The Bears just signed Trevathan to a four-year, $28 million contract with $12 million guaranteed in 2020 — over re-signing the younger Nick Kwiatkoski or the less expensive Kevin Pierre-Louis. It seems a little early to make Trevathan a situational player. He’s supposed to be the opposite.

7. The List: Mel Kiper’s 2017 NFL Draft quarterback ratings: 1. Trubisky, North Carolina; 2. Mahomes, Texas Tech; 3. Watson, Clemson.

8. You could almost see the wheels turning in Nagy’s head when he noted Jackson’s “great effort” in returning an interception for a touchdown — a play that was nullified by a pass-interference penalty on Jackson.

If Nagy ever gets the offense back into “fun play” mode, Jackson figures to contribute on offense, especially after another example of his open-field prowess with the ball in his hands.

Jackson was rated the No. 48 wide receiver prospect in the nation by scout.com coming out of Boyd Anderson High School in Lauderdale Lakes, Florida, though he signed with Alabama as a cornerback. And even without the nullified touchdown Sunday, Jackson still has five touchdowns in 15 touches in the NFL — on returns of 76, 75, 65, 41 and 27 yards.

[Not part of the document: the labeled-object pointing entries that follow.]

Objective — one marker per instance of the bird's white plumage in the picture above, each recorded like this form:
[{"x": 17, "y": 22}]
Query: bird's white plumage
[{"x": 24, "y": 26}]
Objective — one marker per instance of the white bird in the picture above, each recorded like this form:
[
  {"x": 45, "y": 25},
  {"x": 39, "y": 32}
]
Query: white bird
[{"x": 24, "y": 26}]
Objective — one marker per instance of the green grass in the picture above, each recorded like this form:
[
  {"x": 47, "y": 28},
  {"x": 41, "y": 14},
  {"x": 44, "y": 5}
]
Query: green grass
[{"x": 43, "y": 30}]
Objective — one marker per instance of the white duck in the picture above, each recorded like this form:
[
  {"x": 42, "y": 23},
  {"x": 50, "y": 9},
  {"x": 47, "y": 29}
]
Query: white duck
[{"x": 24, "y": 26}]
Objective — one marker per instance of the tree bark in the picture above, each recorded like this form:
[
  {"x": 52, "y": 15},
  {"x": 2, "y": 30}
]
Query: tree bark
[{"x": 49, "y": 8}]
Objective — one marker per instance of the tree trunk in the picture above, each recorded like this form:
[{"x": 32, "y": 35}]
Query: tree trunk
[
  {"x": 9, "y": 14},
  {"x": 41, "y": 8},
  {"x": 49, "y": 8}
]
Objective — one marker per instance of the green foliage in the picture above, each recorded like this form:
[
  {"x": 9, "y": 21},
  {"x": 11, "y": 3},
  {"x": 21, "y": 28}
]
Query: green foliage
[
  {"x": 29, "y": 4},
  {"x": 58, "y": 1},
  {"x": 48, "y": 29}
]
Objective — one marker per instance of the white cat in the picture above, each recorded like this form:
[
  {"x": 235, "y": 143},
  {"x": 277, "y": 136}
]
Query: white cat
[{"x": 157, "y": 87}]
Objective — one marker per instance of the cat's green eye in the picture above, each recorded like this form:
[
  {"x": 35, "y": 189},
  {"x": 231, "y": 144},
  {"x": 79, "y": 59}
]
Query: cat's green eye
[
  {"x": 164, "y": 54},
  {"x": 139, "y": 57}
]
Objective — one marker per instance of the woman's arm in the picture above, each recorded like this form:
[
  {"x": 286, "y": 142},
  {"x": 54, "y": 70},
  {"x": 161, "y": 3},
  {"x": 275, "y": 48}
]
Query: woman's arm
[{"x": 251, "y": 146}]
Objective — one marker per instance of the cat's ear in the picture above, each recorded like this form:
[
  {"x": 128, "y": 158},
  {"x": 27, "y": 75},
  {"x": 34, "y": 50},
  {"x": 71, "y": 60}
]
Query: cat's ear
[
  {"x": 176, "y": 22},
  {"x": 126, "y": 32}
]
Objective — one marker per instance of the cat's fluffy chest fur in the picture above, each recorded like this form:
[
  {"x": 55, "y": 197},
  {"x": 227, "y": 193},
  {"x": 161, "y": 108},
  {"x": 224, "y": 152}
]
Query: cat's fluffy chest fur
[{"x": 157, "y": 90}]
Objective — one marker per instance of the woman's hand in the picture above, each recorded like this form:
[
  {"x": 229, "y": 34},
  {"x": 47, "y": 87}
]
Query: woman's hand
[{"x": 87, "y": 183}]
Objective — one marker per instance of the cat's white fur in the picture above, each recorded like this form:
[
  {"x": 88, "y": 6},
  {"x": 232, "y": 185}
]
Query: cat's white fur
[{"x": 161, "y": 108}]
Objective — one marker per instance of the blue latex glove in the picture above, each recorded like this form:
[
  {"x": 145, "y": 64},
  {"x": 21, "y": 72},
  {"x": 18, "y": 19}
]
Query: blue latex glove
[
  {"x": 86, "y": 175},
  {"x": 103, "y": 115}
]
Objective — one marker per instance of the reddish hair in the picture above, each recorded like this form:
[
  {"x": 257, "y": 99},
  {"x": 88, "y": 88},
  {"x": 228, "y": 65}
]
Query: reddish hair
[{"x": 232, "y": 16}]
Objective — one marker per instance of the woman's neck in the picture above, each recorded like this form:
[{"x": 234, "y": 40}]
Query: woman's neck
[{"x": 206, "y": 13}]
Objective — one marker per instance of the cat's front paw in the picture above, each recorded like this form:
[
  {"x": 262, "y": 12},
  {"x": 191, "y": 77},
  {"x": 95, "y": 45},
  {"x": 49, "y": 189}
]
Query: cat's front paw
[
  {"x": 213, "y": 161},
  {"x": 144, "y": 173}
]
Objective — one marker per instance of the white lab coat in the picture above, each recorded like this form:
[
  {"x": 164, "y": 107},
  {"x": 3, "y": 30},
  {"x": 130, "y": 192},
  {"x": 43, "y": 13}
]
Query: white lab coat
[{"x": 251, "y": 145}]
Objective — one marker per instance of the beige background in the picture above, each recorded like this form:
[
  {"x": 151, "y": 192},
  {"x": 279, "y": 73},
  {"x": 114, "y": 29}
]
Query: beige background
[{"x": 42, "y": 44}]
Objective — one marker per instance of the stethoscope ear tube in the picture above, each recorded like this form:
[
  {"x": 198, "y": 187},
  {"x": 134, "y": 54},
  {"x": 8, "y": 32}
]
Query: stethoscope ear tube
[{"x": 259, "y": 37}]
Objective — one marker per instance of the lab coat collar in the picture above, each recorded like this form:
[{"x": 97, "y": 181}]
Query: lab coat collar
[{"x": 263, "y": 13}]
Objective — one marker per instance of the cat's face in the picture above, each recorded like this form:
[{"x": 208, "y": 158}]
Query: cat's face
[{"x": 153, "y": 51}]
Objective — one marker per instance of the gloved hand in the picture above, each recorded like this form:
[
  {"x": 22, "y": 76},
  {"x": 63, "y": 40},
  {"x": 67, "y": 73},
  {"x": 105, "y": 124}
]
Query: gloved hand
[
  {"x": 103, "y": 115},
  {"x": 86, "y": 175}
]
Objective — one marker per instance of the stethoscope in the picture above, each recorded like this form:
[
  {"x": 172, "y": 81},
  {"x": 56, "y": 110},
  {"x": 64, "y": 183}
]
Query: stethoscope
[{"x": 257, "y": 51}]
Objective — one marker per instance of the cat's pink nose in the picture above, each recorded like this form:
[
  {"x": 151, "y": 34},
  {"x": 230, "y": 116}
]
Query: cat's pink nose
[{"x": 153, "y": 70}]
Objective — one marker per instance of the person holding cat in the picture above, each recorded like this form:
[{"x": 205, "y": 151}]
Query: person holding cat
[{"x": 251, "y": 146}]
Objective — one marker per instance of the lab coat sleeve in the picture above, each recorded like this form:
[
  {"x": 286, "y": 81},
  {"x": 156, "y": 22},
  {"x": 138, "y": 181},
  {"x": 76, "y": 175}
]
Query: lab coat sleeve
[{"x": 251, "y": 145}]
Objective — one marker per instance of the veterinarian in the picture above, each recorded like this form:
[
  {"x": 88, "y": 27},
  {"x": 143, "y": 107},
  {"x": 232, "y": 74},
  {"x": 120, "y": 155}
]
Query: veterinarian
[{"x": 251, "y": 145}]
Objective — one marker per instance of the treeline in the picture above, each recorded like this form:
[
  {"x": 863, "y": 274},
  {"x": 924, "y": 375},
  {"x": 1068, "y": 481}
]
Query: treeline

9. Josh McCown Ex-Bear of the Week Award: Washington’s Pierre-Louis, who started the last three games of the 2019 season in place of Roquan Smith, had a career-high 15 tackles (10 solo), a tackle for loss and a forced fumble in a 30-15 loss to the Cardinals. His 91.3 rating by Pro Football Focus ranked second among defensive players in Week 2 — behind Giants cornerback James Bradberry (91.6).

Honorable mention: Mostert had an 80-yard touchdown on the first play from scrimmage in the 49ers’ 31-13 victory over the Jets. His 23.09 mph was the fastest speed for any player in the last three seasons, according to Next Gen Stats. He also had a 67-yard touchdown run nullified by a holding penalty.

Mostert, who played on special teams in two games with the Bears in 2016 before being waived, had eight carries for 92 yards before suffering a sprained knee.

10. Bear-ometer: 9-7 — at Falcons (L); vs. Colts (W); vs. Buccaneers (W); at Panthers (W); at Rams (L); vs. Saints (L); at Titans (L); vs. Vikings (W); at Packers (L); vs. Lions (W); vs. Texans (L); at Vikings (L); at Jaguars (W); vs. Packers (W).